Ceux qui continuent dans la voie de Shlonsky ou d’Alterman, tels Amir Gilboa, Nathan Yonathan, Dalia Ravikovitch, Tuvia Rivner, Ozer Rabin, créent de nouvelles formes poétiques. Leurs successeurs Yona Wollach, Yaïr Hurvitz (décédés respectivement en 1985 et 1988), Meïr Wieseltir et d’autres plus jeunes font preuve d’un lyrisme qui le dispute souvent à l’insolite, mais où la sensibilité est toujours à fleur de peau.

En quête d’un bilan

La littérature israélienne est aujourd’hui un creuset où des écrivains de plusieurs générations créent et publient. Ceux de la guerre d’Indépendance, ceux de la génération de l’État continuent à écrire, connaissant un nouvel essor et cohabitant avec de nouveaux talents qui ont déjà fait leurs preuves.

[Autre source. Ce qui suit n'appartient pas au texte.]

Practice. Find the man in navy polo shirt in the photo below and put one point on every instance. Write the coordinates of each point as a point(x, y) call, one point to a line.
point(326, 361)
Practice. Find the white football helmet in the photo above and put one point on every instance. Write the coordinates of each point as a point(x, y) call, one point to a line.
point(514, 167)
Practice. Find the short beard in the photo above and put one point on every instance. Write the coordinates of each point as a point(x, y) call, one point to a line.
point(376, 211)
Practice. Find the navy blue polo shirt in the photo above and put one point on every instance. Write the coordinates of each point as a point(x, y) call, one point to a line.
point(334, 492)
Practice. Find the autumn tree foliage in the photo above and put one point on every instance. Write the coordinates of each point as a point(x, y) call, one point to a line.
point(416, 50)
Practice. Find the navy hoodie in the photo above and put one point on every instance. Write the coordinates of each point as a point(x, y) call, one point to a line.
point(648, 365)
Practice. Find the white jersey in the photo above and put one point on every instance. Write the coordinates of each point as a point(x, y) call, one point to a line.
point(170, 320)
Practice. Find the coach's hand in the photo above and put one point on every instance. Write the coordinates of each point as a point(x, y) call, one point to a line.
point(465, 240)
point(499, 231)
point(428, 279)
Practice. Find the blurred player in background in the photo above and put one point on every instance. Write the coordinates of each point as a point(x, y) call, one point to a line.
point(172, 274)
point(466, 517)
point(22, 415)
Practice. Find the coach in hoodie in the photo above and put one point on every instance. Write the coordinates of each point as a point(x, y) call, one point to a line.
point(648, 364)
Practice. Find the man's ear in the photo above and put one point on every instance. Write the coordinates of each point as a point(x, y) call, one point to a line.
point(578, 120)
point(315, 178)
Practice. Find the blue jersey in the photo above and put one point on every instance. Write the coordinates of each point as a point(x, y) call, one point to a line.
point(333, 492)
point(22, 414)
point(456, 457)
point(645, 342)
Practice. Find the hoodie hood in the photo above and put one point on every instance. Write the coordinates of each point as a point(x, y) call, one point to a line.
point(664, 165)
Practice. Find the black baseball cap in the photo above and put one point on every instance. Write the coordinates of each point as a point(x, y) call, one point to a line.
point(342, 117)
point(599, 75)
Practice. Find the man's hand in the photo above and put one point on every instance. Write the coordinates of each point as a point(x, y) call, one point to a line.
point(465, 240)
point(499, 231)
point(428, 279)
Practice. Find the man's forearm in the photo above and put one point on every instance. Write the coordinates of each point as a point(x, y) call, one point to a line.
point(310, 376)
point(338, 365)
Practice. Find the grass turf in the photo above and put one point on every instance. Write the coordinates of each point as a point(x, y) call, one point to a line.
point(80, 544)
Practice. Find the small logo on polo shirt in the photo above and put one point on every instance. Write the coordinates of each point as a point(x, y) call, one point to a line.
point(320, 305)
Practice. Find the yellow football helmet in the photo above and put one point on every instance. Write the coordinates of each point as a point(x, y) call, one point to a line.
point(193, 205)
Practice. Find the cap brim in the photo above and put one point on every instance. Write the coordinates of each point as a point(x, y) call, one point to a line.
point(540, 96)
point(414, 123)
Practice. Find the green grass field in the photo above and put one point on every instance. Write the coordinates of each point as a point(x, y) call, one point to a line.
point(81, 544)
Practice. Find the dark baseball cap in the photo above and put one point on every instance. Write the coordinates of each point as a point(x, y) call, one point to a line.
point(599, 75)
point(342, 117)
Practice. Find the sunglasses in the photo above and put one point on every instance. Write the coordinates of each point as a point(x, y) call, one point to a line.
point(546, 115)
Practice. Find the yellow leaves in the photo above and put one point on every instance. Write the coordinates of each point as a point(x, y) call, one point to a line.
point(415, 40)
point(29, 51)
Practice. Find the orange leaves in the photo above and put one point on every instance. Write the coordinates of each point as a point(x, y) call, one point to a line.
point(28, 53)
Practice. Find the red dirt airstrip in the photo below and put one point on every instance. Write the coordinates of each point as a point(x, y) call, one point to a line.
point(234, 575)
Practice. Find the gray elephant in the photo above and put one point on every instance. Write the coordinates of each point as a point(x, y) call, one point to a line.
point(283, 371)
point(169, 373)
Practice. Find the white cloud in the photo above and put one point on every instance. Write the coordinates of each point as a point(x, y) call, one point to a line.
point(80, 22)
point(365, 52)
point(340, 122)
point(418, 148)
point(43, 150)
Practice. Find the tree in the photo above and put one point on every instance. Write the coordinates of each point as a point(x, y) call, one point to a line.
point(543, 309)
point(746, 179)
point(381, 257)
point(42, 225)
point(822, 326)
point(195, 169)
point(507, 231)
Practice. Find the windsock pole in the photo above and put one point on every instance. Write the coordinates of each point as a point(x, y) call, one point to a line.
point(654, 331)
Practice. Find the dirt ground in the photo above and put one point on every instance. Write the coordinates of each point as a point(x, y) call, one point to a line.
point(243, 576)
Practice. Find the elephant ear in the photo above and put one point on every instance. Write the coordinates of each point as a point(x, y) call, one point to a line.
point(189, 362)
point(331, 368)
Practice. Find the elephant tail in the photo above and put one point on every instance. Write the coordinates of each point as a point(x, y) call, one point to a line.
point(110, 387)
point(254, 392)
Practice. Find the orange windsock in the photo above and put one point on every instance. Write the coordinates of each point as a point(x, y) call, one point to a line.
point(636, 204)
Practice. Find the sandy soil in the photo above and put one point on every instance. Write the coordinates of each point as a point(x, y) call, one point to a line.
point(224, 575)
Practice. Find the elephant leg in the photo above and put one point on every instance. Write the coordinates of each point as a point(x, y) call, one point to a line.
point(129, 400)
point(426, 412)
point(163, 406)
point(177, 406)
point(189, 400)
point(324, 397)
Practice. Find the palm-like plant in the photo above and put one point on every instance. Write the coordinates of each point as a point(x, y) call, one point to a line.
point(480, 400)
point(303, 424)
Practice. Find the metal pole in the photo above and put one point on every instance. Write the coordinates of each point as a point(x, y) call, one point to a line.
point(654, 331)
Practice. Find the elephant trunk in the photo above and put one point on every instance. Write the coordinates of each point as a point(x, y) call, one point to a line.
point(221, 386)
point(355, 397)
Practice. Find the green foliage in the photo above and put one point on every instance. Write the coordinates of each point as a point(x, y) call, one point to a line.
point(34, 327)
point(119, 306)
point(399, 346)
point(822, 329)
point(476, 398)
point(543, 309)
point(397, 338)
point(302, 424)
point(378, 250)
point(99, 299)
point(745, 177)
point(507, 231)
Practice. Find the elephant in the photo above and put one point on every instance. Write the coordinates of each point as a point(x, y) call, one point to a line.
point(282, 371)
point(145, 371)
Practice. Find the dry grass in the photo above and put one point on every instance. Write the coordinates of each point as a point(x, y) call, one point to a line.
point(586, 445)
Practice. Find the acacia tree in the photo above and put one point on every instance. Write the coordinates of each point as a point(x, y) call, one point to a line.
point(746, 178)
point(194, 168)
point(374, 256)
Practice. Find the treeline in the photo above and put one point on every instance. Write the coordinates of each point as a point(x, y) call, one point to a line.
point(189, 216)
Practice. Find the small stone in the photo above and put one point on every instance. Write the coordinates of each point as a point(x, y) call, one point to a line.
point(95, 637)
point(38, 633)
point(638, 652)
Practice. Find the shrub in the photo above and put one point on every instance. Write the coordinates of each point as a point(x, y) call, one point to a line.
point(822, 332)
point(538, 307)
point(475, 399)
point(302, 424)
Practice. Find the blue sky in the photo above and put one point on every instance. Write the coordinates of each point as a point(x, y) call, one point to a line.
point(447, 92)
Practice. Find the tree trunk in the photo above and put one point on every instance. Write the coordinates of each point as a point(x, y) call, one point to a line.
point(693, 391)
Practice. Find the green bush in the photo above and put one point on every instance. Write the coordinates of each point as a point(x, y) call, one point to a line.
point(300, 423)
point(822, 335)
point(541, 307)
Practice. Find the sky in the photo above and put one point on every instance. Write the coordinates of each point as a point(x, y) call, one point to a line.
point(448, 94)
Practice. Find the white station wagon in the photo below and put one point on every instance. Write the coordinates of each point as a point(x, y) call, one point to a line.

Romans et nouvelles revêtent des caractères originaux où le réalisme côtoie le surréalisme, l’impressionnisme le symbolisme. On y trouve une grande variété de styles, une recherche de formes et un effort de rénovation linguistique qui est d’autant plus important que la renaissance de la langue hébraïque a vu le jour il y a tout juste cent ans. Les sujets abordés sont ancrés dans la civilisation et la culture israéliennes et juives. Les événements socio-politiques qui jalonnent l’histoire marquent profondément la littérature israélienne. Cependant, elle dépasse largement son cadre géographique et historique, même s’il paraît très spécifique, car les thèmes et les personnages qu’elle met en scène, les problèmes et les interrogations qu’elle pose atteignent une dimension universelle.